BB&T can't grow organically. The ONE and only thing they have a real talent for that others don't is buying and converting $1-$10 billion banks. There are hundreds of community banks that are being pressured by FDIC who would like to plug into the BBT network. That's their only option!
it is not that they can't grow organically, they just choose not to (or are too stupid in credit). They want more spread, more collateral, more covenants, more cross selling, more something for nothing and if they cannot get it from their traditional base of retail borrowers (who are now all broke) they wont make any loans...and they then sweat all their legacy borrowers to pay off their existing loans. King calls it "lending to creditworthy borrowers", but rather it should be called "welfare for banks" or "the Sopranoization of the banking industry".

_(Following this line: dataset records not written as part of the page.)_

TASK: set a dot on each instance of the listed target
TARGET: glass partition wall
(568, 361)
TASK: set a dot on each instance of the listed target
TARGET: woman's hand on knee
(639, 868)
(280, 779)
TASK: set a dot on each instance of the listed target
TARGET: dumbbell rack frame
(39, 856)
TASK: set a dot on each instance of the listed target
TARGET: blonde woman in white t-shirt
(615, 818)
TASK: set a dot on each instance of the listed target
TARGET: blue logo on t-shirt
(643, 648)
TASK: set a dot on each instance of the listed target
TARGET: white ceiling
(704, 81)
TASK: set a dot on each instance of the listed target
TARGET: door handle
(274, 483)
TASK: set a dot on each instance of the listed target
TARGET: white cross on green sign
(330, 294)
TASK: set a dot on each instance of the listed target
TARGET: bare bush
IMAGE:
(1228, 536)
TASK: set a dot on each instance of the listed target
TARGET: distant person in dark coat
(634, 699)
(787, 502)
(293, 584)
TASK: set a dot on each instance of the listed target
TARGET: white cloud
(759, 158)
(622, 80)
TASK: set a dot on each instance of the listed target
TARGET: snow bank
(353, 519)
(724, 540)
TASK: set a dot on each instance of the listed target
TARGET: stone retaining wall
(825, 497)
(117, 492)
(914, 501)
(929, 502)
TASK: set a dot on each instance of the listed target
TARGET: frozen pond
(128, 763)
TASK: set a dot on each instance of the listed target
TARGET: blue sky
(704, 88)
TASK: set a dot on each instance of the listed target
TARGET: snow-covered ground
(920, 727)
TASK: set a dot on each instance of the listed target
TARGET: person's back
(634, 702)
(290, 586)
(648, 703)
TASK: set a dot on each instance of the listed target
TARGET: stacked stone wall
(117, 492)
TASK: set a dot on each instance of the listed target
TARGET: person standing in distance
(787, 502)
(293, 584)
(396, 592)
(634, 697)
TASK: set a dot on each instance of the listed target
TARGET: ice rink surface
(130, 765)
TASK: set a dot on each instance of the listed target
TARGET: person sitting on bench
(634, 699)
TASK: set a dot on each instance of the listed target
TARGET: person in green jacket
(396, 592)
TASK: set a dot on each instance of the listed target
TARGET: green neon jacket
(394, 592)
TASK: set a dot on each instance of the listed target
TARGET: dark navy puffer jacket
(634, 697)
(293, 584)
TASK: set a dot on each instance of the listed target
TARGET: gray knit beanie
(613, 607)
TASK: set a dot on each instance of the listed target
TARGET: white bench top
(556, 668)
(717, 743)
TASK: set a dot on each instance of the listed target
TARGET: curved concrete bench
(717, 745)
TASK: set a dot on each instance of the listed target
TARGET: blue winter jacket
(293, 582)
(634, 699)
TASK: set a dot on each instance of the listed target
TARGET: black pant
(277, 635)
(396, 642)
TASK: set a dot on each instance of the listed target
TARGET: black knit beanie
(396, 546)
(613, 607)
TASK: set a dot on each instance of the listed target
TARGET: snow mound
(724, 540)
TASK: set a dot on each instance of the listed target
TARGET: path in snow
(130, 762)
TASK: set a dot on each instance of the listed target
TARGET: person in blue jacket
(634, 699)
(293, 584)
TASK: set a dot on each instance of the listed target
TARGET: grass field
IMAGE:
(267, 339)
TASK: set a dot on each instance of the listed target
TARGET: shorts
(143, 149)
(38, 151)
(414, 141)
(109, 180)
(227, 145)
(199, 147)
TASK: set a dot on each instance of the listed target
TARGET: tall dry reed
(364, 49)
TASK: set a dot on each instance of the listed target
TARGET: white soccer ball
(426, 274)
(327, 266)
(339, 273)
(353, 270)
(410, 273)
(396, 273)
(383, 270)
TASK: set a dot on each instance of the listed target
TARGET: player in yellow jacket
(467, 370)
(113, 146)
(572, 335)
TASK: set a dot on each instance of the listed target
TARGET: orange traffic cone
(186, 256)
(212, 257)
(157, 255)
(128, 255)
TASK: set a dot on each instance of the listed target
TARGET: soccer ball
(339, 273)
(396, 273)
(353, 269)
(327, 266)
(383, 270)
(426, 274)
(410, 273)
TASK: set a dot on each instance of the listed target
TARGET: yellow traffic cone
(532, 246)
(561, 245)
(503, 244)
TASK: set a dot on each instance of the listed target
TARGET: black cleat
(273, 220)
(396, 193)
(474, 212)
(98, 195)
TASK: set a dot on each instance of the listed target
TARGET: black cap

Purchase of the good bbx loans, deposits and their 78 branches has a nice return - "comfortably in excess of 15%"and will now give bbt a major presence in southeast Florida. Bbt has an excellent presentation of the bbx purchase on their website. The loans were marked 7% and I suspect we'll see some positive accretion from the loan mark. I think we'll see bbt make additional acquisitions of small banks of this magnitude as long as bank prices remain below tbv. The ffch community bank I mentioned has very similiar characteristics vs. bbx - 75 branches located on coastal sc, $2 billion in loans, $3 billion in deposits, currently selling at 2/3 tangible book value. This makes much better sense than taking on all the bad loans and related liabilities such as the rbc purchase by pnc. This is one reason I support Kelly King even though I think his compensation is high but in line with the industry.
Bbt also has a good presentation of the bank's 4th qtr. outlook on their website - dated 10/26. Note the comments made on loan and deposit growth and credit costs. Also, note that they now say that early stage delinquencies have returned to their 2006 level when bbt bad loan expense was about 50 bsp per year. Based on their mix of loans their normal bad loan expense will probably settle in the range of 60 to 80 bsp as noted by King.
Credit Suisse and the other bank analysts need to revised their 2012 forecasts because the foreclosed property expense in 2012 is essentially unchanged vs. 2011. I suspect Clark Starnes will provide further clarity on this in his presentation.